With berries fully in season, Spring is the time of year when the farmers' market boasts its jewel-toned treasures. It's peak strawberry season right now, and it would be so wrong to let the month pass by without making a strawberry shortcake parfait.
In the latest episode of Cook With Us, wellness and compassion activist Haile Thomas share a recipe that turn the classic springtime dessert into a nutrient-rich breakfast parfait. Her healthy strawberry shortcake parfait recipe is high in both protein and fiber but low in sugar. She uses maple syrup for natural sweetness and lemon zest for a touch of tartness.
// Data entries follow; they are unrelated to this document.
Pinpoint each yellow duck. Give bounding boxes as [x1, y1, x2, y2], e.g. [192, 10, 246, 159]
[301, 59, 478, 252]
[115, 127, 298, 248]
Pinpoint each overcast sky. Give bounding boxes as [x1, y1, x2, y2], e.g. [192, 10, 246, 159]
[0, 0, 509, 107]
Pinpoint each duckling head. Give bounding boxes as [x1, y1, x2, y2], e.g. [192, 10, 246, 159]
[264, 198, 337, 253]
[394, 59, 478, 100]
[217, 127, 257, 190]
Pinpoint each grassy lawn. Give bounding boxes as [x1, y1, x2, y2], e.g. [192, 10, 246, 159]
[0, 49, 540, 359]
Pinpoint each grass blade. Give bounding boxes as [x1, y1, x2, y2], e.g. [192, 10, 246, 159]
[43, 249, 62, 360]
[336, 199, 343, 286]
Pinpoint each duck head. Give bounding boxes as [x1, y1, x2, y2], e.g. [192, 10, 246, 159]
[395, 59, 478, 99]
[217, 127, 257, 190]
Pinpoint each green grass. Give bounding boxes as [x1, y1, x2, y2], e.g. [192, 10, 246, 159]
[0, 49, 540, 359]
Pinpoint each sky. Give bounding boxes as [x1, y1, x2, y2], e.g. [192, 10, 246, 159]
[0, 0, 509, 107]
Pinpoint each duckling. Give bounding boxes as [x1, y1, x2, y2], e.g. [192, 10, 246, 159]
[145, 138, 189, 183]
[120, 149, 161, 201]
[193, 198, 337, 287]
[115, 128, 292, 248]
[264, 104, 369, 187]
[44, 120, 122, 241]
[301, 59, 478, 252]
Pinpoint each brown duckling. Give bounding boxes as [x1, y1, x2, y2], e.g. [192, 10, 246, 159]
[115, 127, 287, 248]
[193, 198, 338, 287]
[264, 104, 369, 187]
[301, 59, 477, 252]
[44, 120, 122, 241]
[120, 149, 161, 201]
- Haile Thomas, certified holistic health coach
Thomas uses quinoa to up the nutrient-density in the shortcake parfait with a satisfying crunch. "I've been a huge fan of quinoa for a while now," Thomas says. "I know there was a quinoa wave back in 2012, but I have not forgotten about quinoa since it was 'trendy' and it's still a staple in my house," she says. While most people think of quinoa in savory dishes, her strawberry shortcake parfait is proof it can be used in sweet ones, too.
Of course the strawberries themselves are a good source of fiber, too. They're also high in antioxidants, which is good for brain- and heart-health. Besides the quinoa and strawberries, there are two other fiber-rich ingredients in the strawberry shortcake parfait: pistachios and golden raisins. Like the quinoa, pistachios also double as a protein-source—key to ensuring your breakfast actually can hold you over until lunch. All these delicious ingredients are combined with yogurt (Thomas uses a coconut yogurt), which is full of gut-healthy probiotics. This breakfast truly is busting with benefits.
Strawberry shortcut parfait
For the strawberry sauce:
2 cups chopped strawberries
2 Tbsp maple syrup
1/2 tsp lemon zest
For the quinoa parfait:
2 cups cooked quinoa (cooked according to package instructions)
1 cup raw pistachios (or your favorite nut/seed)
1/2 cup golden raisins
2 Tbsp pure maple syrup
2 tsp pure vanilla extract
2 tsp ground cinnamon
1/4 tsp cardamom
2 cups plant-based yogurt
1. For strawberry sauce: Place the chopped strawberries, maple syrup, and lemon zest in a bowl and mix to combine. Set aside for parfait assembly.
2. For the quinoa parfait: In a food processor, combine the quinoa, pistachios, raisins, maple syrup, vanilla, cinnamon, and cardamom and pulse three to five times, until the pistachios are slightly crushed, and the ingredients are lightly incorporated. The quinoa should still retain most of its texture.
3. In four jars or bowls, layer a total of a half cup yogurt, half cup quinoa, and half cup strawberries. If desired, top with hemp seeds and additional strawberry slices.